Irish technology systems were “fragile” and several opportunities to spot red flags were missed, cybersecurity experts found.
The attackers demanded payment to restore access to the computer systems, and it took four months for the service to fully recover.
On March 18, someone from the Irish Health Service Executive (HSE) opened a spreadsheet that had been emailed to him two days earlier. But the file was compromised with malware.
The criminal gang behind the email spent the next two months making their way through the networks.
There were multiple warning signs that they were at work, but no investigation was launched, and that meant a crucial opportunity to intervene was missed, according to the report.
Then at 01:00 BST on Friday May 14, the criminals unleashed their ransomware.
The impact was devastating.
Pen and paper
More than 80% of the IT infrastructure was affected, with the loss of information and key diagnoses of the patient, causing serious impacts on the health service and the provision of care.
The HSE employs some 130,000 people to provide health and social care to five million Irish citizens.

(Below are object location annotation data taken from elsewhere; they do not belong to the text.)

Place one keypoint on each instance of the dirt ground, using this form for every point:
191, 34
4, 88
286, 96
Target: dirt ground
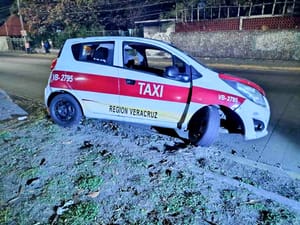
103, 172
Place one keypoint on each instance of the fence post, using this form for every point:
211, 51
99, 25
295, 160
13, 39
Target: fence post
241, 23
273, 9
227, 11
284, 7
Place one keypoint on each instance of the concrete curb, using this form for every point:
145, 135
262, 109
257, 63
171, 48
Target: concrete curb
254, 67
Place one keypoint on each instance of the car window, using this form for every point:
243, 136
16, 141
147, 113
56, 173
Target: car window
95, 52
151, 59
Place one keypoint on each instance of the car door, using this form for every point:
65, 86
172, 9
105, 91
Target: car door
96, 78
147, 92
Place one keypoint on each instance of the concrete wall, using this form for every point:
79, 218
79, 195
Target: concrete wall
270, 44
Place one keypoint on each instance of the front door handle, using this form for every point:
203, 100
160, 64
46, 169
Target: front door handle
130, 82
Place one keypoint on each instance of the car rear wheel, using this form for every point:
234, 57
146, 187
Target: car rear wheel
65, 110
204, 127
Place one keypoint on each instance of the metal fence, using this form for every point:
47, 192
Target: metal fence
202, 11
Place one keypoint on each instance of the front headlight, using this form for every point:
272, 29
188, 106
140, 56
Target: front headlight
249, 92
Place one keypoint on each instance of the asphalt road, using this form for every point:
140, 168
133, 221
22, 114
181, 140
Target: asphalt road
27, 77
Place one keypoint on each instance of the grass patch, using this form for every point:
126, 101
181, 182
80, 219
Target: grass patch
79, 214
89, 182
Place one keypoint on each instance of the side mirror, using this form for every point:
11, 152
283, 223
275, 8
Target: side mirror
171, 71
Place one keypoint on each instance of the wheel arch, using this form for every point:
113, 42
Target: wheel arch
53, 94
196, 115
231, 121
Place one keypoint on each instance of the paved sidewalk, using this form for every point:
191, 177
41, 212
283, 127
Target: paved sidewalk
222, 63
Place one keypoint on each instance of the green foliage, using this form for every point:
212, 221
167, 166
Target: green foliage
79, 214
4, 215
89, 182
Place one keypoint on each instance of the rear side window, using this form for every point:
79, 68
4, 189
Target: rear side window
94, 52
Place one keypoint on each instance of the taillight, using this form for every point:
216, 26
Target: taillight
53, 64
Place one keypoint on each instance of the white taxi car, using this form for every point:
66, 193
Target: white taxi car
151, 82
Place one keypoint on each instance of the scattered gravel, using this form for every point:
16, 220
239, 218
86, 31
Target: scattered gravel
103, 172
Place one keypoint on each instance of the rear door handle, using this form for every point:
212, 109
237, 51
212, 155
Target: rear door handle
130, 82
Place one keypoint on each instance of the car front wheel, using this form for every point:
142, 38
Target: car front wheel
65, 110
204, 127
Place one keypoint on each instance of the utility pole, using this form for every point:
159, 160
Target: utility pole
23, 31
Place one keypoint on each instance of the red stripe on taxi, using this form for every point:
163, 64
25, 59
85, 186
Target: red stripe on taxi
140, 89
243, 81
84, 82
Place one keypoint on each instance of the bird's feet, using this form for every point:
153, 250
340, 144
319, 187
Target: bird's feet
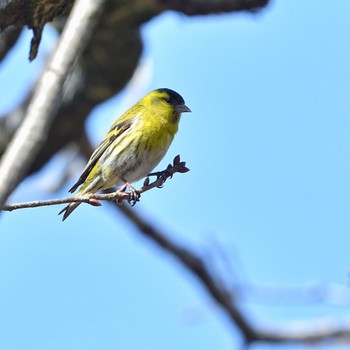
134, 194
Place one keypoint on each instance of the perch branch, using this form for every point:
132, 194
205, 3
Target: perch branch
32, 133
117, 196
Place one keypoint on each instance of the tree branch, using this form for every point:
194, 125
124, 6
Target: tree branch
116, 196
32, 133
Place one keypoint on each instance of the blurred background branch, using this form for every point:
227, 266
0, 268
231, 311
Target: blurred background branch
105, 66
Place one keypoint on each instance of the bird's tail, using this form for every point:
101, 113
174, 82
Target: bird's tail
66, 211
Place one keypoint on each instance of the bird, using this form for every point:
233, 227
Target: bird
135, 144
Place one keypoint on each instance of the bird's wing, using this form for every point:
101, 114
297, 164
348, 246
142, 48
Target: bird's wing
115, 132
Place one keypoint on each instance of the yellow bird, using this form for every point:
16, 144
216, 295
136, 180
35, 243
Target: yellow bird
133, 147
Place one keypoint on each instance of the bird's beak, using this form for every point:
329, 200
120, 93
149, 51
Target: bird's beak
182, 109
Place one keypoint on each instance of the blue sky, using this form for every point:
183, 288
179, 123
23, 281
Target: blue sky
266, 200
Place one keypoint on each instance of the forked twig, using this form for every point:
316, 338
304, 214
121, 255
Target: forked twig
118, 196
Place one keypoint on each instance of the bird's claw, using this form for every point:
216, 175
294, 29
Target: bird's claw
134, 195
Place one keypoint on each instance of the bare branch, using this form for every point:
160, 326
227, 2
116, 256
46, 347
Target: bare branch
33, 131
116, 196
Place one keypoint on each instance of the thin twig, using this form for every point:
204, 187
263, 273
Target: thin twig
115, 196
32, 133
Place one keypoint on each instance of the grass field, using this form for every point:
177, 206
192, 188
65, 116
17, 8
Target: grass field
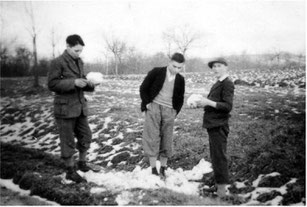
267, 135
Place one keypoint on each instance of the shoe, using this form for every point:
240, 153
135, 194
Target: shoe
71, 174
221, 190
154, 171
162, 171
211, 189
83, 167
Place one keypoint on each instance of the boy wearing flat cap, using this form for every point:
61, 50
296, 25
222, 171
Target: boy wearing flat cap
217, 107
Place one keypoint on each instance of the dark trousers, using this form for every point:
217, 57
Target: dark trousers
218, 146
68, 129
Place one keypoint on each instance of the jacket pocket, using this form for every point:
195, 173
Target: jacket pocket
60, 107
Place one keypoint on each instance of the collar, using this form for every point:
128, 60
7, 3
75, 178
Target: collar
70, 57
169, 75
223, 77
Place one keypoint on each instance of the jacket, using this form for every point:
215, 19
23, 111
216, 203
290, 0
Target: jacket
221, 92
69, 100
153, 83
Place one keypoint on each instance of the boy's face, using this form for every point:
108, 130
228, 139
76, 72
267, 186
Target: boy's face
175, 67
219, 69
75, 51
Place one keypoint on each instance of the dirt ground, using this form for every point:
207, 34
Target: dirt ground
11, 198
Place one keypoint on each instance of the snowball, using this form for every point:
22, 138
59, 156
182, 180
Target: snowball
191, 102
95, 77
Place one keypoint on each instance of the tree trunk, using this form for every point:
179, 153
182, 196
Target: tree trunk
36, 83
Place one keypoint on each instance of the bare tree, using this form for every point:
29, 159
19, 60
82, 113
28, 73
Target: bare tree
33, 32
117, 47
182, 37
54, 40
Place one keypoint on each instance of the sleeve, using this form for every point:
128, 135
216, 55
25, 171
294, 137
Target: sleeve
227, 97
88, 88
145, 87
56, 83
181, 94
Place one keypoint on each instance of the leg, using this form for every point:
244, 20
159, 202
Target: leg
67, 142
84, 136
151, 135
167, 128
218, 145
67, 139
166, 145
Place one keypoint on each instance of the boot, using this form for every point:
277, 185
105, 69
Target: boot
83, 167
71, 174
154, 171
221, 190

But all the computer systems were down. Doctors, nurses, and other workers lost access to patient information systems, clinical care, and laboratories.
Emails went down and staff had to resort to pencil and paper.
Lab test data had to be handwritten and entered manually, which carried a higher risk of errors.
Thousands of people’s medical care was interrupted.
A GP received a phone call from a consulting surgeon questioning the location of a patient who was to undergo surgery, when that person had already been operated on, according to the report.